Q. Can energized power conductors be abandoned in place? If not, must I remove the conductors from the circuit protection device, or must I remove the conductors completely?
A. Abandoned power and lighting conductors are not required to be removed, but the free ends of all conductors must be covered with insulation that is equal to that of the conductor [110.14(B)]. However, keep in mind that the accessible portions of all audio, limited energy, signaling, fire alarm optical fiber, and communications cables are required to be removed [640.3(A), 725.3(B), 760.760.3(A), 770.3(A), 800.3(C), 820.3(A) and 830.3(A)].

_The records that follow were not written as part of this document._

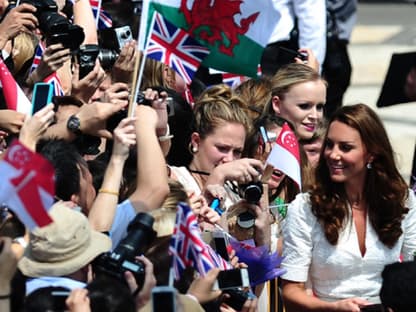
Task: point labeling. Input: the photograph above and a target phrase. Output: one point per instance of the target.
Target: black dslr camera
(139, 236)
(252, 193)
(55, 27)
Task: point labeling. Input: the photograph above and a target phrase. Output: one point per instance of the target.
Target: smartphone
(59, 300)
(287, 56)
(42, 96)
(221, 243)
(164, 299)
(87, 55)
(234, 278)
(373, 308)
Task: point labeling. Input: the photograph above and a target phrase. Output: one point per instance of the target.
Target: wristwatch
(74, 125)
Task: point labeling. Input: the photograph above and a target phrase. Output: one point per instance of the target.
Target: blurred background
(384, 28)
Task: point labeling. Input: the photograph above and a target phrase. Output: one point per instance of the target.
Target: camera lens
(107, 58)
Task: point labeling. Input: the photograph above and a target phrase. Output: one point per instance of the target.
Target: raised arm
(103, 209)
(152, 179)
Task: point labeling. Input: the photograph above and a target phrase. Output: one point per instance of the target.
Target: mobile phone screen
(221, 245)
(233, 279)
(42, 96)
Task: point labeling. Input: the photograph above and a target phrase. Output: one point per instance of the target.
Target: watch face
(74, 124)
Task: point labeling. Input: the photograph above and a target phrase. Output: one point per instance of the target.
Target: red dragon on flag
(214, 22)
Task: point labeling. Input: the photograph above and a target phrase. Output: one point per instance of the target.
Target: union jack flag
(52, 78)
(103, 20)
(175, 47)
(188, 248)
(56, 82)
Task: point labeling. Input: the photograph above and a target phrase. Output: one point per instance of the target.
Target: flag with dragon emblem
(235, 31)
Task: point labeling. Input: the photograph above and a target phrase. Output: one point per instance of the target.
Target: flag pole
(97, 17)
(142, 45)
(179, 213)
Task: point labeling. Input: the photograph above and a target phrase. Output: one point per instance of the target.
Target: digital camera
(55, 27)
(123, 258)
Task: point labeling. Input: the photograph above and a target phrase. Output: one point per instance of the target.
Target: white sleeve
(311, 16)
(297, 239)
(409, 229)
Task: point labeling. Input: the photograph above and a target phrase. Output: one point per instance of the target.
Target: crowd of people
(120, 174)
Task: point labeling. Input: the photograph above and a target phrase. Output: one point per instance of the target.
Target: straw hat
(64, 246)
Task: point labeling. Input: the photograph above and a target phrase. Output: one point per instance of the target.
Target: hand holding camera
(85, 87)
(123, 67)
(242, 171)
(142, 295)
(53, 58)
(117, 93)
(16, 20)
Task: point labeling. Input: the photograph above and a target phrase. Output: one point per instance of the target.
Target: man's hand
(53, 58)
(84, 88)
(93, 118)
(123, 67)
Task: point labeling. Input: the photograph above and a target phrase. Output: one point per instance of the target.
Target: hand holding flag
(13, 94)
(285, 155)
(188, 248)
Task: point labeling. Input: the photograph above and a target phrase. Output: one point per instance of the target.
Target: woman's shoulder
(301, 205)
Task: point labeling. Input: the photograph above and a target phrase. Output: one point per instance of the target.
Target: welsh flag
(235, 31)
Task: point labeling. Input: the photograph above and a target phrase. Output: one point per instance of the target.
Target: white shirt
(339, 272)
(311, 15)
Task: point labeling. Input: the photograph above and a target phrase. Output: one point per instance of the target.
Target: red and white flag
(285, 155)
(14, 96)
(27, 185)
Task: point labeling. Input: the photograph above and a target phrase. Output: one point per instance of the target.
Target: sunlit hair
(288, 76)
(217, 106)
(256, 93)
(153, 75)
(385, 191)
(165, 216)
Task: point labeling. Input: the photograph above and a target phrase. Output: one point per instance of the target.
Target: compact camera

Q. Can pneumatic control tubing be installed in the same raceway with electrical control or power conductors or cables?
A. Raceways and cable trays are designed for the exclusive use of electrical conductors and cables, and cannot contain nonelectrical components, such as pipes or tubes for steam, water, air, gas, drainage, etc. [300.8].
The limitations of 300.8 do not apply to Class 2 and Class 3 circuits using Class 2 and Class 3 wiring methods [725.3 and 725.52(B)], but they do apply to Class 1 circuits [725.25] and Class 2 and Class 3 circuits utilizing Class 1 wiring methods [725.52(A)].
Q. What are the grounding requirements for a trailer that receives power via a portable generator that happens to be mounted on the frame of the trailer?
A. The frame of a portable generator isn't required to be grounded to the earth if the generator only supplies equipment or receptacles mounted on the generator, and the metal parts of the generator and the receptacle grounding terminal are bonded to the generator frame [250.34(A)].
Note: In this case, the trailer is not required to be grounded to the earth either.
Q. I have to move an outdoor post light and was wondering if I could splice the UF cable underground without a junction box?
A. Direct-buried conductors or cables can be spliced underground without a splice box [300.15(G)], if the splice or tap is listed for the purpose [300.5(E), 110.14(B)].
Q. I thought that the Code had a limit of one wire per terminal, but some say that it's okay to terminate two wires on some circuit breakers? Is this true?
A. Maybe. Terminals for more than one wire must be identified for this purpose — either within the equipment instructions or on the terminal itself [110.14(A)]. Some equipment contains terminals that are listed for more than one conductor per terminal. For example, at least two manufacturers' circuit breakers rated 30A or less are permitted to have two conductors under each lug.